Il cinema di Abel Ferrara continua ad essere un enorme buco nero. Il principale difetto (o effetto collaterale) del suo cinema è l’esasperata rappresentazione del sacro come concezione del reale, effetto di repressione sulla percezione del bene in un mondo votato a massacro, perché malato di un autodistruzione in perenne ascesa.
Le volte in cui Ferrara si è liberato di questi orpelli filosofico-religiosi ha concepito le sue opere migliori, le meno predicatorie, le più libere, le più (in fin dei conti) divertenti: L’angelo della vedentta (vero capolavoro dalla morale cristallina) e il suo unico film di genere, Ultracorpi – L’invasione continua. Per il resto, lasciando da parte i suoi film più teorici (Blackout e New rose hotel vere e proprie perle nel buio che solo i fan più accaniti del regista si possono permettere di apostrofare come capolavori, in realtà sugli stessi temi sia Cronenberg sia Carpenter hanno fatto assai di meglio con IIl Seme della Follias ed eXistenZ), film acclamati come Il Cattivo Tenente, Fratelli, per non parlare di polpettoni pseudo filosofici come The addiction, risultano essere solo il frutto di una filosofia spicciola e troppo predicatoria, come se Ferrara volesse fare il verso al cinema scorsesiano. Purtroppo gli manca completamente una visione d’insieme delle cose e soprattutto un distacco, una lucidità, una pulizia figurativa che mancano completamente al cineasta americano.

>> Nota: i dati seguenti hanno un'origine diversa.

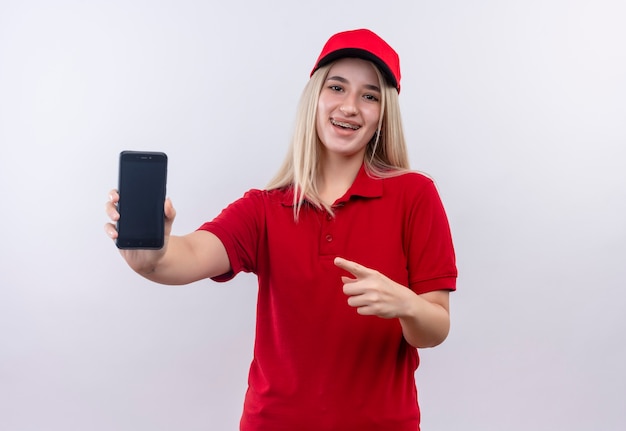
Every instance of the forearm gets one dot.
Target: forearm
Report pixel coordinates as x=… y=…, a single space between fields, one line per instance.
x=186 y=259
x=426 y=323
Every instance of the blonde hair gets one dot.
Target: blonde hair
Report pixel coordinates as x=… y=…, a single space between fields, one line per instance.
x=386 y=155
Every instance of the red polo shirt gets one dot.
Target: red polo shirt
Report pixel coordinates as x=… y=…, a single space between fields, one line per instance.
x=318 y=365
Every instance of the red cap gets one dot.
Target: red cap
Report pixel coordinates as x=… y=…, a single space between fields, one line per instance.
x=363 y=44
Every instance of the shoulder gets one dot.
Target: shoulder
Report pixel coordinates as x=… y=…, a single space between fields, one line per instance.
x=409 y=181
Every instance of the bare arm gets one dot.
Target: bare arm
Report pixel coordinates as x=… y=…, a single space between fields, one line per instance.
x=425 y=318
x=182 y=260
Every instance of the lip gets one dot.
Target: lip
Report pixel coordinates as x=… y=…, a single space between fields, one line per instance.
x=344 y=124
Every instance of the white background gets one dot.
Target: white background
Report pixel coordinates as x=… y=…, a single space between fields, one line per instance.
x=516 y=108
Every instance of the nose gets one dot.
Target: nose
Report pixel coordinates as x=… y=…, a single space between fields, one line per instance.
x=348 y=109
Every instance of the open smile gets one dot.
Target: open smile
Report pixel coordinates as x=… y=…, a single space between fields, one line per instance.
x=344 y=125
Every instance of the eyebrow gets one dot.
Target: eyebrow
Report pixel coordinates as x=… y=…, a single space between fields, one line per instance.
x=345 y=81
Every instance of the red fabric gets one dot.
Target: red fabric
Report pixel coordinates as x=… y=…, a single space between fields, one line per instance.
x=362 y=43
x=318 y=365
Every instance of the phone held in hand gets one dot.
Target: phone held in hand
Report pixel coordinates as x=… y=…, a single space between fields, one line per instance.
x=142 y=185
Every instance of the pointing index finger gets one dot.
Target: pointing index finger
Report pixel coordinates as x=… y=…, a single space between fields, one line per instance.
x=353 y=268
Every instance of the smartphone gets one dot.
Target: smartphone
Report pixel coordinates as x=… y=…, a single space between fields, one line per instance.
x=141 y=186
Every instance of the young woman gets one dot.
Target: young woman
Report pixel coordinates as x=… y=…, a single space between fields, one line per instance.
x=352 y=251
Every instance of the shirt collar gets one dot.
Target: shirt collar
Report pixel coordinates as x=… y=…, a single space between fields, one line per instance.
x=363 y=186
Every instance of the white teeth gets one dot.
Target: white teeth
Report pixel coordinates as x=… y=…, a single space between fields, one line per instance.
x=345 y=125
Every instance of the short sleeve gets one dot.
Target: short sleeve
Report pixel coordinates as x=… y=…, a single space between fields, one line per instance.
x=429 y=246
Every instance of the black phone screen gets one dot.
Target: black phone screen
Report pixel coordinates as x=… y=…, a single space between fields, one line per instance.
x=142 y=184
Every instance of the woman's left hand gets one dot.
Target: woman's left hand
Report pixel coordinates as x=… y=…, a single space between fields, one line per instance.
x=374 y=294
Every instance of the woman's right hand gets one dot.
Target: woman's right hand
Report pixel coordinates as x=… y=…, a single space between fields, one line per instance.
x=142 y=261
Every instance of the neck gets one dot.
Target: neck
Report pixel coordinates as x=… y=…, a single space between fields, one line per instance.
x=336 y=177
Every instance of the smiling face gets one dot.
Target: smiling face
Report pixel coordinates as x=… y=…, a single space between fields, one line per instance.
x=348 y=108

Il senso del discorso è: smettila di parlare di Dio e dei massimi sistemi, del senso della morte e di un possibile altrove, perché già altri cineasti lo hanno fatto (da Rossellini a Pasolini) con ben altro stile. Difatti, solo usando il genere come struttura per far esplodere le contraddizioni tra i personaggi, all’interno di una narrazione solida e ben studiata, Ferrara riesce a completare questo circolo vizioso, che impedisce al suo cinema di farsi vera materia incandescente, in film come L’angelo della vendetta e Ultracorpi, e forse anche nel buon China girl, mentre King of New York lo definirei un banale thriller girato come e persino meglio di Scorsese.
Il dislivello nel cinema di Ferrara si esprime al suo meglio proprio in questo film: la componente figurativa è ineccepibile, la sceneggiatura è ripetitiva e stantia. Ma l’inizio e la fine (la sequenza migliore che abbia mai girato Ferrara, una delle più belle nel cinema degli anni ’90) sono strepitosi.